Data Transformation - Manipulation
This article describes the modules in Azure Machine Learning Studio that you can use for basic data manipulation.
Applies to: Machine Learning Studio
This content pertains only to Studio. Similar drag and drop modules have been added to the visual interface in Machine Learning service. Learn more in this article comparing the two versions.
Machine Learning Studio supports tasks that are specific to machine learning, such as normalization or feature selection. The modules in this category are intended for more general tasks.

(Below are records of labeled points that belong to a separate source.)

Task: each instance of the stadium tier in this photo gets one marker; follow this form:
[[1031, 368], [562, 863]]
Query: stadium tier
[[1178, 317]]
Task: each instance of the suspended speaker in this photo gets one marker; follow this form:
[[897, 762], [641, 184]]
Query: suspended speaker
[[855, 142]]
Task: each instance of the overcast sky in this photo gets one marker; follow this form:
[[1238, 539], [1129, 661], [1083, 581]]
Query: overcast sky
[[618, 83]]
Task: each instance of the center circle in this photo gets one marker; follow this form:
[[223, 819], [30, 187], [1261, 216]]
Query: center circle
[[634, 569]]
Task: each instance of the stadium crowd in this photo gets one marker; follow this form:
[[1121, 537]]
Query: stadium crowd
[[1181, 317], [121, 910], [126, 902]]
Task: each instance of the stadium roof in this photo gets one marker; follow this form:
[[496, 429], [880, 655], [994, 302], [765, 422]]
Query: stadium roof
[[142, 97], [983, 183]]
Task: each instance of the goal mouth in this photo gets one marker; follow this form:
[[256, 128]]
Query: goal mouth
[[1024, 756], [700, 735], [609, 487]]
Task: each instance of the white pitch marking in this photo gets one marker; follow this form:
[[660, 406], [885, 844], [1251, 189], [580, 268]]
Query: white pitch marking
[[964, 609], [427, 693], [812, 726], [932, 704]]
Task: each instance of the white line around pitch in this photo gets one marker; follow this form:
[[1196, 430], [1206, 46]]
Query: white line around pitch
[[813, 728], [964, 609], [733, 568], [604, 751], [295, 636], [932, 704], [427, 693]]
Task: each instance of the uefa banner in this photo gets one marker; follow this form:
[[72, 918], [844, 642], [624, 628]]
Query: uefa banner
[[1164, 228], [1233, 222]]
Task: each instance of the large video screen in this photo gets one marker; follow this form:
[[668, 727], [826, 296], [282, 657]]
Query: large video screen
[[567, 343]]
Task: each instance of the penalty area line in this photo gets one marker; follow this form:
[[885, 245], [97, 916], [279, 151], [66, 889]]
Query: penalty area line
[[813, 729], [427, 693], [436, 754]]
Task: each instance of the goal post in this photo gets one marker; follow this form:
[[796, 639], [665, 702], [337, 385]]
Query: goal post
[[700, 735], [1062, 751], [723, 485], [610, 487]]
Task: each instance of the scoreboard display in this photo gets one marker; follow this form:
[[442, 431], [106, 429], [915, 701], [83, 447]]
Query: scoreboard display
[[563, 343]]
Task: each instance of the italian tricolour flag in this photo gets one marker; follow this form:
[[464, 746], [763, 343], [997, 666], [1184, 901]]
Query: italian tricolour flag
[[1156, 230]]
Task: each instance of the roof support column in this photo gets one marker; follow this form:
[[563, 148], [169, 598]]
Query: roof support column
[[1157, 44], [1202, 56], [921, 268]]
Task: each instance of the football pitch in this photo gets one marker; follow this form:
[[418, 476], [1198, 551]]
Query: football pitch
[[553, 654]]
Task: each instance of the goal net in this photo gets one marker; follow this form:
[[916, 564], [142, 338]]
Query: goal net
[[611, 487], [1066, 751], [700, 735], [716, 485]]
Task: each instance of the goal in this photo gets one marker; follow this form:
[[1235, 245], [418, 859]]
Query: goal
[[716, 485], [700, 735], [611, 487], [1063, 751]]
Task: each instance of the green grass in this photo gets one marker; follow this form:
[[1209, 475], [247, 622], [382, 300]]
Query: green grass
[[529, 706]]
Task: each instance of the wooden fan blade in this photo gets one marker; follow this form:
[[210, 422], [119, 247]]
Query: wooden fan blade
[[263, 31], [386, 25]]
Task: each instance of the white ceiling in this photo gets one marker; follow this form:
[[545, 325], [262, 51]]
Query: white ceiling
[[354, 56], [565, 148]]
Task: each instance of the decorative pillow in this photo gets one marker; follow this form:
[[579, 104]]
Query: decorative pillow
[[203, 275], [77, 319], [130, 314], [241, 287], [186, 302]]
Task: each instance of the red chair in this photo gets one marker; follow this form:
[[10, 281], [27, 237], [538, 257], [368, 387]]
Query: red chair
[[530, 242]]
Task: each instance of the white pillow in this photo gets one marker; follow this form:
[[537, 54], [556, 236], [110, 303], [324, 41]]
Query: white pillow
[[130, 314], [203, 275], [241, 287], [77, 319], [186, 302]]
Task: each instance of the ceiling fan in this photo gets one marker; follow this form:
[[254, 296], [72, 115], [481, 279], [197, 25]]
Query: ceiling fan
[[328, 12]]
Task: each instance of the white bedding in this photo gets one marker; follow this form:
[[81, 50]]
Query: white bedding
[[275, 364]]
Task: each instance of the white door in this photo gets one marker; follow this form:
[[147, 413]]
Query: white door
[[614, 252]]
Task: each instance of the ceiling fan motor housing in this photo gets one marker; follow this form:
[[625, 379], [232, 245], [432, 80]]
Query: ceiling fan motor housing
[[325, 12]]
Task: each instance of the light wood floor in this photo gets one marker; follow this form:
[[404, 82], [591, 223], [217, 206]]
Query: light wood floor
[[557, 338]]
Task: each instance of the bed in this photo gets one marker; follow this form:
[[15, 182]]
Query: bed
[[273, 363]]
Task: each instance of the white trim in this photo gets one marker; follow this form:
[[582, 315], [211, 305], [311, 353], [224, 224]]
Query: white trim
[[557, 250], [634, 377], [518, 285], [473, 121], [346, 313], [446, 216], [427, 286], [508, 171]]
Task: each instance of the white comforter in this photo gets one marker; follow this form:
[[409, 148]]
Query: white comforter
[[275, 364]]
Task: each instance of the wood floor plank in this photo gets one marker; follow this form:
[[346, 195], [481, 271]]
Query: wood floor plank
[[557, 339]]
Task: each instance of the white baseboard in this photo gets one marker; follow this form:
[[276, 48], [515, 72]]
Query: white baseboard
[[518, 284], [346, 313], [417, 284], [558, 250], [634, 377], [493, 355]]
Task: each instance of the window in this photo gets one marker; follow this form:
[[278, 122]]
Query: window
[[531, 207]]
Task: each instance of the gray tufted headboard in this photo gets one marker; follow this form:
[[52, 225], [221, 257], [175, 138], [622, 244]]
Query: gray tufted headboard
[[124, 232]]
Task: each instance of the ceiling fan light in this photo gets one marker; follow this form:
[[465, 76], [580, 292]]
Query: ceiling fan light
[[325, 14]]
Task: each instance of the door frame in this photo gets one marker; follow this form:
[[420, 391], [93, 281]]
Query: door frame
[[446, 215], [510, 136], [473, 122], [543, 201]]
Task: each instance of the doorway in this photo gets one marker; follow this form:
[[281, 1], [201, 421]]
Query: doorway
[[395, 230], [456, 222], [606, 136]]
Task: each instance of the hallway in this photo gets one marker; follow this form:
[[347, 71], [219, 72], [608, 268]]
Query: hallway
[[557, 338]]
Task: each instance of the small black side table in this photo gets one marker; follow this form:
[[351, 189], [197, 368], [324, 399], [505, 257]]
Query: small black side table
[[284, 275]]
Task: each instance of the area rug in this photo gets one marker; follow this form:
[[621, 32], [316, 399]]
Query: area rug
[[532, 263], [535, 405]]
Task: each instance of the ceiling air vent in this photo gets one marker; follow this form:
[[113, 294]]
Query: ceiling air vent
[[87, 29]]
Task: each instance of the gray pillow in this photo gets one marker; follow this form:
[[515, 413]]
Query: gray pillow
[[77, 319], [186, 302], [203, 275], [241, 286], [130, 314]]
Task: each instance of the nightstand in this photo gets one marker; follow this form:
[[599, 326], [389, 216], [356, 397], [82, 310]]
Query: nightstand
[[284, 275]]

You can use Azure Machine Learning Workbench to perform more sophisticated data cleanup and preparations tasks by using "learn by example" functions. For examples, see Microsoft Machine Learning team blog post Data transformations “by example” in Machine Learning Workbench.
Data manipulation tasks
The modules in this category are intended to support core data management tasks that might need to be performed in Machine Learning Studio. The following tasks are examples of core data management tasks:
- Combine two datasets, either by using joins, or by merging columns or rows.
- Create new categories to use in grouping data.
- Modify column headings, change column data types, or flag columns as features or labels.
- Check for missing values, and then replace them with appropriate values.
- Perform sampling or divide a dataset into training and testing sets: Use the Data Transformation - Sample and Split modules.
- Scale numbers, normalize data, or put numerical values into bins: Use the Data Transformation - Scale and Reduce modules.
- Perform calculations on numeric data fields or to generate commonly used statistics: Use the tools in Statistical Functions.
For examples of how to work with complex data in machine learning experiments, see these samples in the Azure AI Gallery:
- Data Processing and Analysis: Demonstrates key tools and processes.
- Breast cancer detection: Illustrates how to partition datasets, and then apply special processing to each partition.
Modules in this category
The Data Transformation - Manipulation category includes the following modules:
- Add Columns: Adds a set of columns from one dataset to another.
- Add Rows: Appends a set of rows from an input dataset to the end of another dataset.
- Apply SQL Transformation: Runs a SQLite query on input datasets to transform the data.
- Clean Missing Data: Specifies how to handle values that are missing from a dataset. This module replaces Missing Values Scrubber (deprecated), which has been deprecated.
- Convert to Indicator Values: Converts categorical values in columns to indicator values.
- Edit Metadata: Edits metadata that's associated with columns in a dataset.
- Group Categorical Values: Groups data from multiple categories into a new category.
- Join Data: Joins two datasets.
- Remove Duplicate Rows: Removes duplicate rows from a dataset.
- Select Columns in Dataset: Selects columns to include in a dataset or exclude from a dataset in an operation.
- Select Columns Transform: Creates a transformation that selects the same subset of columns as in a specified dataset.
- SMOTE: Increases the number of low-incidence examples in a dataset by using synthetic minority oversampling.